Step 4: Test and Get Approval

Never run a bot on live Wikipedia without testing. Use the test.wikipedia.org wiki. It’s a sandbox. You can break things there without consequences.

Once your bot works in the sandbox, you need approval. Go to the Wikipedia bot approval page:

https://en.wikipedia.org/wiki/Wikipedia:Bot_requests_for_approval

Fill out the form. Explain:

  • What your bot does
  • How often it runs
  • How you’ll monitor it
  • Why it helps Wikipedia

Community members will review your request. Some bots get approved in a day. Others take weeks. Be patient. Answer questions. Show you’ve tested it well.

A volunteer coder uses a holographic Wikipedia interface while bots perform automated edits in the background.

Step 5: Run Your Bot on Toolforge

Once approved, you can set up automated runs. Toolforge lets you schedule jobs with cron or use the webservice command.

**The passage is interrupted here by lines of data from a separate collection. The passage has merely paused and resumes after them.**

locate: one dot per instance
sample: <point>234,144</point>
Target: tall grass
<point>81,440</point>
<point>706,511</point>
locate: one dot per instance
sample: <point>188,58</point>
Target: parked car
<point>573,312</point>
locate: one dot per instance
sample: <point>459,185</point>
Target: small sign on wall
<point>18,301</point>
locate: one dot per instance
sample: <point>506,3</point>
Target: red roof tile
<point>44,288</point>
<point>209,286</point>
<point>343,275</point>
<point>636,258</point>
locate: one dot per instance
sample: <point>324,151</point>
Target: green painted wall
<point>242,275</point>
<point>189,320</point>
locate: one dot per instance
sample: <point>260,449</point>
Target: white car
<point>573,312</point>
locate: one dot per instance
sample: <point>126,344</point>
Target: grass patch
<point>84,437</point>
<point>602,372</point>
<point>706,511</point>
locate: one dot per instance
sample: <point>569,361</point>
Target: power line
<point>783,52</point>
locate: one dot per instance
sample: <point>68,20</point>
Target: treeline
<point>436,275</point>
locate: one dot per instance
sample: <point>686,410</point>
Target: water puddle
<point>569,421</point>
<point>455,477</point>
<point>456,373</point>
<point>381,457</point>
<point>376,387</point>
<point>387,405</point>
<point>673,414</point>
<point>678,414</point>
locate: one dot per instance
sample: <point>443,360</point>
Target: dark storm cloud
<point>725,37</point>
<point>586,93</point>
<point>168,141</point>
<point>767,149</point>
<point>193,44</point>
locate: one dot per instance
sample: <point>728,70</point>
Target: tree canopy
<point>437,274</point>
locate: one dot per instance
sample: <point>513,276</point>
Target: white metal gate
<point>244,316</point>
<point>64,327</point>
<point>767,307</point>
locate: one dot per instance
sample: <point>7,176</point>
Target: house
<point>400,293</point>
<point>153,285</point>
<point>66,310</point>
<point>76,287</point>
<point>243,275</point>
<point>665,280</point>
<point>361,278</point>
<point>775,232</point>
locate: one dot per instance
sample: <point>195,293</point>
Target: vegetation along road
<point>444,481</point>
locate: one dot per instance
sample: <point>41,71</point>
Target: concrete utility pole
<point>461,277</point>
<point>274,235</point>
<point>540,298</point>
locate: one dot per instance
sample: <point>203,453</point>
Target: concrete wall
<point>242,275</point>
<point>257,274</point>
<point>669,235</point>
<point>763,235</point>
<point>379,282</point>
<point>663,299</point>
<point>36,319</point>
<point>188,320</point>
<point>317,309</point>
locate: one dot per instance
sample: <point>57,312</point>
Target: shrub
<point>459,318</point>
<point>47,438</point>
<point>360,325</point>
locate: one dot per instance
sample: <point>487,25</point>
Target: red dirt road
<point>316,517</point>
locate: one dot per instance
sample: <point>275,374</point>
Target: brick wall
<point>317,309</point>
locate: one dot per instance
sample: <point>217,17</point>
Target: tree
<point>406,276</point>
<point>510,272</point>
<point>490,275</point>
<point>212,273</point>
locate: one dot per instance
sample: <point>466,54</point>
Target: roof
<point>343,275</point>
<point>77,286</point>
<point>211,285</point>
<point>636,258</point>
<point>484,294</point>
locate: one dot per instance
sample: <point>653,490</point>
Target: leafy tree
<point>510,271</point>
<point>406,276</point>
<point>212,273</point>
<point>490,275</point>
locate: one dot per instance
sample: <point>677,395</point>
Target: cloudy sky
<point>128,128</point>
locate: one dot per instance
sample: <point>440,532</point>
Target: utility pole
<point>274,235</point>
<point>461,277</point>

To run your bot every 6 hours:

cron

Edit your crontab: cron -e

Add this line:

0 */6 * * * cd /data/project/yourtool/ && python3 add_climate_category.py

Or use the built-in web service:

webservice --backend=kubernetes python3.11 start

This runs your bot as a background process. It’s more reliable than cron for long-running bots.

Common Mistakes to Avoid

  • Running bots without approval - this gets you blocked
  • Editing too fast - limit edits to 1 per 5 seconds
  • Not logging edits - always use a clear edit summary
  • Ignoring bot policy - read Wikipedia:Bot policy before you start
  • Using passwords instead of OAuth - passwords can be stolen. OAuth tokens are safer

Many new bot creators get blocked because they run bots without understanding these rules. Take the time to learn them. It saves months of frustration.

Next Steps

Once your first bot is running, think bigger:

  • Use Wikidata to auto-populate infoboxes
  • Build a bot that checks citations for dead links
  • Create a tool that visualizes edit patterns for editors

The Wikimedia community has dozens of open bot projects. Join the wikitech-l mailing list or the Wikimedia Discord to find collaborators.

There’s no limit to what you can build. A single bot can fix thousands of errors. And it all starts with Toolforge - free, open, and built by volunteers like you.

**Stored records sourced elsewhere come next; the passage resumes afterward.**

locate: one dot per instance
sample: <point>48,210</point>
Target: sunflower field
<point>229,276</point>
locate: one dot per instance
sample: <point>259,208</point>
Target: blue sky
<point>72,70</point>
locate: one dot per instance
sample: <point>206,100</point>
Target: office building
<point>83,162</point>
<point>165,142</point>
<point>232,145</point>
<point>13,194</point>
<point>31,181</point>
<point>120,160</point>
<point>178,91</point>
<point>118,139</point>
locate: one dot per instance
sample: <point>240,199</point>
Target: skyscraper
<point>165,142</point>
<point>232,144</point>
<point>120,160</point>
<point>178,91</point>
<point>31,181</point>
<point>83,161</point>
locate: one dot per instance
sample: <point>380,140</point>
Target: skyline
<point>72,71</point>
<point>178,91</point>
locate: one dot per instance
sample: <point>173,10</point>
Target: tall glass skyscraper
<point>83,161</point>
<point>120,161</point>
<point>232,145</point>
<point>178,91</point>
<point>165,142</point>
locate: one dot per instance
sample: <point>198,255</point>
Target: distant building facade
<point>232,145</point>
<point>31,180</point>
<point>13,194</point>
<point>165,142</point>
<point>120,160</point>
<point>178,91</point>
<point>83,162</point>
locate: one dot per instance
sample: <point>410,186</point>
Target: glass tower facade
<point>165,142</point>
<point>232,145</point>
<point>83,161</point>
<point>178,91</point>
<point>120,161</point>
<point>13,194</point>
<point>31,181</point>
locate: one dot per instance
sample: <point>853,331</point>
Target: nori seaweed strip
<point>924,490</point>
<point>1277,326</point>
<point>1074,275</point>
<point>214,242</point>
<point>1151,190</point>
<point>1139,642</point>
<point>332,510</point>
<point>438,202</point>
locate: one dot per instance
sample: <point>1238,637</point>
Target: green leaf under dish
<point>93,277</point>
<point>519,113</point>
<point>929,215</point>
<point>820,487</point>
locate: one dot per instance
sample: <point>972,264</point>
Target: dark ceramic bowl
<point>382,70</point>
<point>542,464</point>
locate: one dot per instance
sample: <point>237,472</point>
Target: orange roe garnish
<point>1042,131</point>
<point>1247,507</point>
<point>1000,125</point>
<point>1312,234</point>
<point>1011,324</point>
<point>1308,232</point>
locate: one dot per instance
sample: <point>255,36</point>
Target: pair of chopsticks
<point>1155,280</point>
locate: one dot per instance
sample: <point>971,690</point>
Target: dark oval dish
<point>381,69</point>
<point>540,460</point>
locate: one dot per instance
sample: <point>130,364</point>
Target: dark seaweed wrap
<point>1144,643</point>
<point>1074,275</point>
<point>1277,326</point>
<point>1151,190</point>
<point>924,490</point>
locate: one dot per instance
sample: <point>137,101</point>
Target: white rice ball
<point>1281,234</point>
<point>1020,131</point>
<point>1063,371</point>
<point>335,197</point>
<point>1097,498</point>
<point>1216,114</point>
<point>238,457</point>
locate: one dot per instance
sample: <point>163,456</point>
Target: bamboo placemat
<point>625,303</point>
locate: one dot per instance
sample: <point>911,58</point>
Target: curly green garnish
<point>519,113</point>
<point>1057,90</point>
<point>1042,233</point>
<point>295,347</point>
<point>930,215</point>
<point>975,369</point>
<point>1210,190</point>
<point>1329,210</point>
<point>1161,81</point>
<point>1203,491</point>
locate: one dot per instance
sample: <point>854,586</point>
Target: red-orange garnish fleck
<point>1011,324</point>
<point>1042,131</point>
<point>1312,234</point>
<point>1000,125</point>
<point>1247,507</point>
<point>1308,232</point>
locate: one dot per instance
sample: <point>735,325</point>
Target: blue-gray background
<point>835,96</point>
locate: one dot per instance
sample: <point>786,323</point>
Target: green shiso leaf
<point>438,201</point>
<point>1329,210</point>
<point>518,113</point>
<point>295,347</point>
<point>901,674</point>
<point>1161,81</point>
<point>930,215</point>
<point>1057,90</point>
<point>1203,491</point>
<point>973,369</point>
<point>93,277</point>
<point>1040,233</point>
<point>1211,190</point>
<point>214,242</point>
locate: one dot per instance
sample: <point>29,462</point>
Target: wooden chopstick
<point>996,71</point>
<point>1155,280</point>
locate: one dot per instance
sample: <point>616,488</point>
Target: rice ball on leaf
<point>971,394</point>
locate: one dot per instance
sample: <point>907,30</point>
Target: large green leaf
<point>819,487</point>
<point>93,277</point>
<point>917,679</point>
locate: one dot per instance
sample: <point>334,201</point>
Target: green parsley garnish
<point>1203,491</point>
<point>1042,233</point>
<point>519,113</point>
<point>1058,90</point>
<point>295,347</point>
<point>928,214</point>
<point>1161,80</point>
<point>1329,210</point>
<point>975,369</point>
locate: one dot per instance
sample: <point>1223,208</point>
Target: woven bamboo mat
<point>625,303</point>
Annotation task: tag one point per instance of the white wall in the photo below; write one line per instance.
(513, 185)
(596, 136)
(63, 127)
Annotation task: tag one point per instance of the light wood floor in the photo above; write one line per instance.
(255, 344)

Do I need to know how to code to use Toolforge?

You don’t need to be a professional programmer, but you do need basic Python skills. Most bots are built using Pywikibot, which simplifies editing Wikipedia. If you understand loops, conditionals, and functions, you can build a bot. There are templates and tutorials available to help you get started without writing everything from scratch.

Can I run a bot on any Wikipedia language?

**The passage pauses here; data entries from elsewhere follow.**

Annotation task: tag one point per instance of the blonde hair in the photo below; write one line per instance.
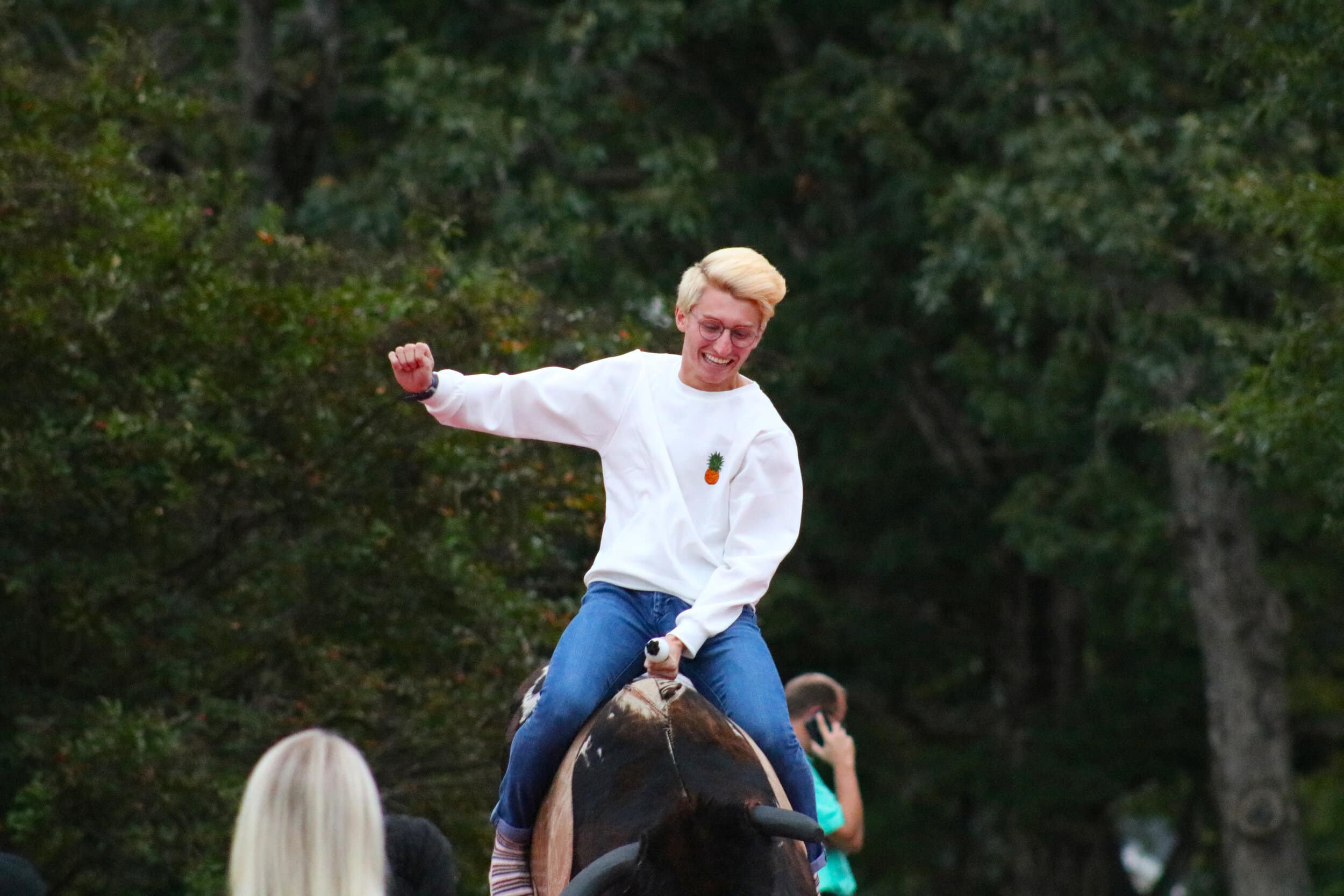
(744, 273)
(310, 824)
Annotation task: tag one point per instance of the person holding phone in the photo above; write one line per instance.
(818, 708)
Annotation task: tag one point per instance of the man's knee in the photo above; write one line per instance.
(565, 708)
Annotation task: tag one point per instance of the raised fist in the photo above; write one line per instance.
(413, 364)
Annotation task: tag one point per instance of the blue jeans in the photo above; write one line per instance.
(601, 652)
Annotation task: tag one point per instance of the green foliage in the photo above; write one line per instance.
(221, 526)
(1006, 226)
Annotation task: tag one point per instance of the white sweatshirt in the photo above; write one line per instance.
(667, 529)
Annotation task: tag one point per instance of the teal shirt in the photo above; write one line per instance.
(837, 876)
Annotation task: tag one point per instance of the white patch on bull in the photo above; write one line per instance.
(638, 704)
(533, 695)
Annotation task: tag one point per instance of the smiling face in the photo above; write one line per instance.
(711, 364)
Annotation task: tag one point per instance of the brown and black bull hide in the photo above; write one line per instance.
(659, 766)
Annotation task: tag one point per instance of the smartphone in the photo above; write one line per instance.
(815, 730)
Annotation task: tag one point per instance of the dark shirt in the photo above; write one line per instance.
(420, 859)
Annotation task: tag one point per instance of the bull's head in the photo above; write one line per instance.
(700, 848)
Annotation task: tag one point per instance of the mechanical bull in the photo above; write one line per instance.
(660, 794)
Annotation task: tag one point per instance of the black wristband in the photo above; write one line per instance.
(426, 394)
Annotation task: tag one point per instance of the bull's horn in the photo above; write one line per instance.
(785, 822)
(604, 872)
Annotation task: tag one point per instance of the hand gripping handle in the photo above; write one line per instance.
(657, 650)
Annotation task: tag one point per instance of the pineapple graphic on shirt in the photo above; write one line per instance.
(711, 476)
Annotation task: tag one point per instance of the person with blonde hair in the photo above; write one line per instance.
(311, 822)
(703, 501)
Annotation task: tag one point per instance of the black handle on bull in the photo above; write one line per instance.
(611, 868)
(657, 650)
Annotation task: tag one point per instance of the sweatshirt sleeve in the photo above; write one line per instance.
(765, 512)
(580, 406)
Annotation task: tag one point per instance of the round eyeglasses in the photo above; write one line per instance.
(740, 336)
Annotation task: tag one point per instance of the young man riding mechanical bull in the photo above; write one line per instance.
(703, 501)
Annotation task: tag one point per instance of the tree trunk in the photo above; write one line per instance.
(1242, 625)
(294, 114)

Yes. Toolforge supports all Wikimedia projects, including Wikipedia in over 300 languages. You just need to specify the correct site in your code - for example, pywikibot.Site('es', 'wikipedia') for Spanish Wikipedia. Each language community has its own bot approval process, so check their policies before deploying.

How much traffic can Toolforge handle?

Toolforge has limits to prevent abuse. Each tool gets 1 CPU core, 1 GB of RAM, and 10 GB of storage. You’re allowed up to 10 edits per minute. Most bots don’t come close to these limits. If your bot needs more power - like processing millions of pages - you’ll need to optimize your code or request a resource increase from the Wikimedia Foundation.

What happens if my bot makes a mistake?

Mistakes happen. If your bot edits incorrectly, revert the changes quickly and notify the community. You’ll likely get a warning, but not a permanent ban - if you respond responsibly. The key is to monitor your bot closely at first. Use the edit history, set up logging, and test thoroughly before going live. Most experienced bot operators keep a "kill switch" - a manual way to stop the bot instantly.

Is Toolforge safe to use?

Yes. Toolforge is managed by the Wikimedia Foundation and uses secure, audited infrastructure. Your data is protected, and your credentials are stored encrypted. You should never store passwords in plain text. Always use OAuth tokens for authentication. The platform is designed for volunteers, and it’s been running safely for over a decade.